What I Want to Be When I Grow Up

Opening a gallery and everything that led me to here.

Katia Dermott's avatar
Katia Dermott
Jun 29, 2025
∙ Paid

I grew up homeschooled on a farm in rural Maine, barefoot and dust-laden. I knew from an early age I did not want to be a farmer. For as long as I can remember, I’ve had some take on haptodysphoria, causing me to shiver and prickle with discomfort when I touch surfaces like the roof of my car or feel dirt drying on my fingers. As a farm child, this proved difficult. Each summer I was required to work 10 hours a week and I did everything I could to avoid it. Because of my bizarre touch sensitivities, I often landed in the packing shed, washing vegetables in ice-cold well water until my hands turned a bright marbled red.
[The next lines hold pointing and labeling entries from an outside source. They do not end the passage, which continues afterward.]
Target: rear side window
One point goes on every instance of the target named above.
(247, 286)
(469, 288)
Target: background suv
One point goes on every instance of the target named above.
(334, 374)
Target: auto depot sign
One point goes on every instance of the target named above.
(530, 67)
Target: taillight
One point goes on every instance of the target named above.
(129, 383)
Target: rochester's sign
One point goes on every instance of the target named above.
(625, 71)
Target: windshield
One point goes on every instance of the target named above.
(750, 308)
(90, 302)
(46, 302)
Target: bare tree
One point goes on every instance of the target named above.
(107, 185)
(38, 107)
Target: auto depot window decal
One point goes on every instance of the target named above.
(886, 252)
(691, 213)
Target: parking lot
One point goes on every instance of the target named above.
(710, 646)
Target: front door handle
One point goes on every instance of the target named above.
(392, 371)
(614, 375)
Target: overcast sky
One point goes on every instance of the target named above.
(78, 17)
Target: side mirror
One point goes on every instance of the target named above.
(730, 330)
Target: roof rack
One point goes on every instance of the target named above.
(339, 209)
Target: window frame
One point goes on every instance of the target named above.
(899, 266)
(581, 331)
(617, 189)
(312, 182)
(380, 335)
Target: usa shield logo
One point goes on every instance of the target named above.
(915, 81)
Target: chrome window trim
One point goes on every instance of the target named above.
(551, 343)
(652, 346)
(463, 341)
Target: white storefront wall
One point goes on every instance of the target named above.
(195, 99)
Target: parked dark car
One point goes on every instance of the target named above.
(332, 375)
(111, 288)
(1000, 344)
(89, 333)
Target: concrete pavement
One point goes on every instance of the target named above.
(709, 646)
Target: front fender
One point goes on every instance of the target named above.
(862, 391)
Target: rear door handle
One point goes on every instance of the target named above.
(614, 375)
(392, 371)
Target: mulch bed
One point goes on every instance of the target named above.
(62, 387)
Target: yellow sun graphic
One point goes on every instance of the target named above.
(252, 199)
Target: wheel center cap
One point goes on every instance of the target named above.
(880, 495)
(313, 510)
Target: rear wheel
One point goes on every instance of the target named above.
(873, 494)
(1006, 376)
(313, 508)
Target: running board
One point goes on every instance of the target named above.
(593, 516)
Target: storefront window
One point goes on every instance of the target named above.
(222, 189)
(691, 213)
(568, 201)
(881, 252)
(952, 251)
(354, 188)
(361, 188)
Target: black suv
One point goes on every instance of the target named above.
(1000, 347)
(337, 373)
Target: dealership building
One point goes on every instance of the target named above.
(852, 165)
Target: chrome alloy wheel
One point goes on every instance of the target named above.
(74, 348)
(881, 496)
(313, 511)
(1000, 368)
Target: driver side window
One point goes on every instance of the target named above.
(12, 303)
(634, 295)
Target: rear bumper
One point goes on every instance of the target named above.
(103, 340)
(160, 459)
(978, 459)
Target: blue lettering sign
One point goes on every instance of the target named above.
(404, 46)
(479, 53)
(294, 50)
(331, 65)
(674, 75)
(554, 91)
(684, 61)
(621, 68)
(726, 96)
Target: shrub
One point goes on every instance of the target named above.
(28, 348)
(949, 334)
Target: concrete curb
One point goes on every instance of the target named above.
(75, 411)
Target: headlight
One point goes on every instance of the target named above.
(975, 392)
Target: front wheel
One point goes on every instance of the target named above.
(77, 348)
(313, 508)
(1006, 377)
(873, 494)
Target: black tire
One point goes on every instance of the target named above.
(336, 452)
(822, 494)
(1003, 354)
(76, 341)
On the weekends, I’d go to the farmers’ market and make change for customers as a form of homeschool learning––practical and applicable math.
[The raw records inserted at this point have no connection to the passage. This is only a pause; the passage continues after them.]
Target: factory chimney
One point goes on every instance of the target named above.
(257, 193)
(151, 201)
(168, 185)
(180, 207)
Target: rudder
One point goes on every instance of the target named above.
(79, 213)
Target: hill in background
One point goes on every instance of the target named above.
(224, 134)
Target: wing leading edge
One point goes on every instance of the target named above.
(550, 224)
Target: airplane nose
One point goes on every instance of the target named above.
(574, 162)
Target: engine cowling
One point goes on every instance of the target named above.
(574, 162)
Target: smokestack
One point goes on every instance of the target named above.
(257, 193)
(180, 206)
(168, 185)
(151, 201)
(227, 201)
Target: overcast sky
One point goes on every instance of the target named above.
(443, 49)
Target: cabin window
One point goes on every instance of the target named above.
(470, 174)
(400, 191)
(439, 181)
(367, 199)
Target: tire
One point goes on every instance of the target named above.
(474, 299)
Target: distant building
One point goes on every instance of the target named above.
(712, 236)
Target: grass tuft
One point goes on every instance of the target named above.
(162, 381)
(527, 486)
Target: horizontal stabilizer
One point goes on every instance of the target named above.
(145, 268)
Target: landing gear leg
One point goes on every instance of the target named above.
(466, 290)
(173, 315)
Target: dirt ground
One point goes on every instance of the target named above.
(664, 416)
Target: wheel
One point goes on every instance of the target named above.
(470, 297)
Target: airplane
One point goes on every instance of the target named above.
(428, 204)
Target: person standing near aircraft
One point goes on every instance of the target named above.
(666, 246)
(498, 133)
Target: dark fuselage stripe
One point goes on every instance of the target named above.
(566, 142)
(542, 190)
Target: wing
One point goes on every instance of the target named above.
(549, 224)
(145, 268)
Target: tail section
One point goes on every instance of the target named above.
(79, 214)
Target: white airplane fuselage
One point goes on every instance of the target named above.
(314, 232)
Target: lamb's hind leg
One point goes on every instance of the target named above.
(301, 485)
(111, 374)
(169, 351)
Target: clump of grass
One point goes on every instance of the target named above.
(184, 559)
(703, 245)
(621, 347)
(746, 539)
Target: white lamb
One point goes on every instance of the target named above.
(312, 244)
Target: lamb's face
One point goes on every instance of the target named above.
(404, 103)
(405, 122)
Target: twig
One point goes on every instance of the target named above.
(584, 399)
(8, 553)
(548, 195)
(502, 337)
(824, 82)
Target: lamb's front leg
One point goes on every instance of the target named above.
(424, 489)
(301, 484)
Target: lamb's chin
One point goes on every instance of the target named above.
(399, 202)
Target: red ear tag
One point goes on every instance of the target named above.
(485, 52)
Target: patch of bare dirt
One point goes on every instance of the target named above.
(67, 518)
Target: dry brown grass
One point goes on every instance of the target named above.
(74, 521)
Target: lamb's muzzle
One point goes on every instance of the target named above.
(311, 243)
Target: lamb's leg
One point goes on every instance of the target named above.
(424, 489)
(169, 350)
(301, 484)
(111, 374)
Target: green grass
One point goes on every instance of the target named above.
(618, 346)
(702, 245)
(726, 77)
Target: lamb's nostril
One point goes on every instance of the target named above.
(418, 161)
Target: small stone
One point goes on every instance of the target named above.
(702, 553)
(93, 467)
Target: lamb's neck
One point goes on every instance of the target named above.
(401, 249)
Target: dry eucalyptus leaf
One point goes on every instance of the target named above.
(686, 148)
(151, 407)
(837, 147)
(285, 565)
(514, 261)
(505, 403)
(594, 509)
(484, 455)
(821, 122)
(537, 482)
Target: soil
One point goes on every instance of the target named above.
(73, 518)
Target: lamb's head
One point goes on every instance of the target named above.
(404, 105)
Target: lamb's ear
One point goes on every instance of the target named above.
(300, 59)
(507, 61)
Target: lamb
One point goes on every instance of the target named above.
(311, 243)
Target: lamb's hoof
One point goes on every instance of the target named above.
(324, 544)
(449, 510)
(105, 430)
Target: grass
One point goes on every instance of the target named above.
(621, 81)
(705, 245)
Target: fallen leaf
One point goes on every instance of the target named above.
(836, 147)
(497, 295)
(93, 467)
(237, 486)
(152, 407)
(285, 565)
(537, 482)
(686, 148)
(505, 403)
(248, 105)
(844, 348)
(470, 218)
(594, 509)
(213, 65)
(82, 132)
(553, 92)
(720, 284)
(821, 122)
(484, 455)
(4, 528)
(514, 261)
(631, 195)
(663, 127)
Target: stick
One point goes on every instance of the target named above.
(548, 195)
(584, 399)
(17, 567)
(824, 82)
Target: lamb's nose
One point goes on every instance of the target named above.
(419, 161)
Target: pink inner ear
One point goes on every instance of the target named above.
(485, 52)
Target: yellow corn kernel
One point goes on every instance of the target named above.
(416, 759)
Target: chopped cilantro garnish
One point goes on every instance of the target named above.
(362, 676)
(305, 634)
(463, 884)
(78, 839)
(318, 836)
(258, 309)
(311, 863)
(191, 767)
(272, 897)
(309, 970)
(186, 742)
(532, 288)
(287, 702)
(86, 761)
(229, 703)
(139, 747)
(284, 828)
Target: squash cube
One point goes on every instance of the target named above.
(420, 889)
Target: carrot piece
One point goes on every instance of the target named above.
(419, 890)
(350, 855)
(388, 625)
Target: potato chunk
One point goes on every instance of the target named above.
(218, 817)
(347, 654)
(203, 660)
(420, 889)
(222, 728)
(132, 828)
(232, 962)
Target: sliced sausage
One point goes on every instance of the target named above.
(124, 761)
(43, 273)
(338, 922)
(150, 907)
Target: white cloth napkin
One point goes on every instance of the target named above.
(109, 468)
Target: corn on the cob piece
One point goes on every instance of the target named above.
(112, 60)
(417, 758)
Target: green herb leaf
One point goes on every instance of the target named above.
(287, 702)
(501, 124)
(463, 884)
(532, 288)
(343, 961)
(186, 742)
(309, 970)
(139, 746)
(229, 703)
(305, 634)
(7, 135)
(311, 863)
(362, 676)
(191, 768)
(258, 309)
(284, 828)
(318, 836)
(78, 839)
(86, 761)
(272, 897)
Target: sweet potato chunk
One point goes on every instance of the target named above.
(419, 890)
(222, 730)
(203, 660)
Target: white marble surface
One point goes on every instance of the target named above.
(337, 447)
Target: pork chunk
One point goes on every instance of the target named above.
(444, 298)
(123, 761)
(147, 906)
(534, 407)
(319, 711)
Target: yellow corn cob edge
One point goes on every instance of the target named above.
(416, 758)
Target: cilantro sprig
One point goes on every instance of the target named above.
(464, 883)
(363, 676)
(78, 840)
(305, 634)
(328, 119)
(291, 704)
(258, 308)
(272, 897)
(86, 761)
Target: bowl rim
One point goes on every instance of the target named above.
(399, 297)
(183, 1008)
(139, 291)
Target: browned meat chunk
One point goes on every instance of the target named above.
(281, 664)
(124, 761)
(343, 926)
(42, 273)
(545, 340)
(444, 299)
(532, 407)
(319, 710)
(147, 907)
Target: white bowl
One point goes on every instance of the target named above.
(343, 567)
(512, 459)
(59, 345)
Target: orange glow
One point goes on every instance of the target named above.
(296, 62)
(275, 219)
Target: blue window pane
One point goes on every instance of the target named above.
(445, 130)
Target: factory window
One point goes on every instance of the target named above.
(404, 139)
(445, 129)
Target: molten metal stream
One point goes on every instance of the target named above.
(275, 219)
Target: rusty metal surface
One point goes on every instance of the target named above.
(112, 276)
Sometime around 3rd grade, I was going to an alternative school part-time. These were the years of the Twilight craze. Girls walked around clutching New Moon to their chests and gushing to our teacher, Jon, about the plot. He was a good sport. The kind of guy who would bring cookies in for the whole school and jokingly hand them out saying “one for you, one for me, one for you, one for me” until the plate on his desk was heaped with more cookies than a single person could even eat. Somehow, they always made their way back into gen pop by the end of the day.

There was one girl at this school that I wanted to be friends with desperately. She had thin, straight blond hair, glasses, and always wore pink. She was team Edward, not my team, but I forgave her. She was quiet and smart and beautiful and way too cool to hang out with me. I wore hand-me-downs and Merrell slip ons that my mom bought me. Emma wore fuzzy cardigans, shiny shoes, and little silver necklaces that probably came from Claire’s, but to me, they were decadent. It wasn’t just her personality, her clothes, and literary taste––she also had the rare cool mom. Emma’s mom had the most perfect ponytail, slung over one shoulder, effortlessly messy. I always wanted my ponytail to look like that. She was a waitress at a restaurant in Belfast, the restaurant with the coveted brownie sundae that I was only allowed on special occasions and only if I shared it with the whole table. In the yearbook that year I wrote my dream job: waitress.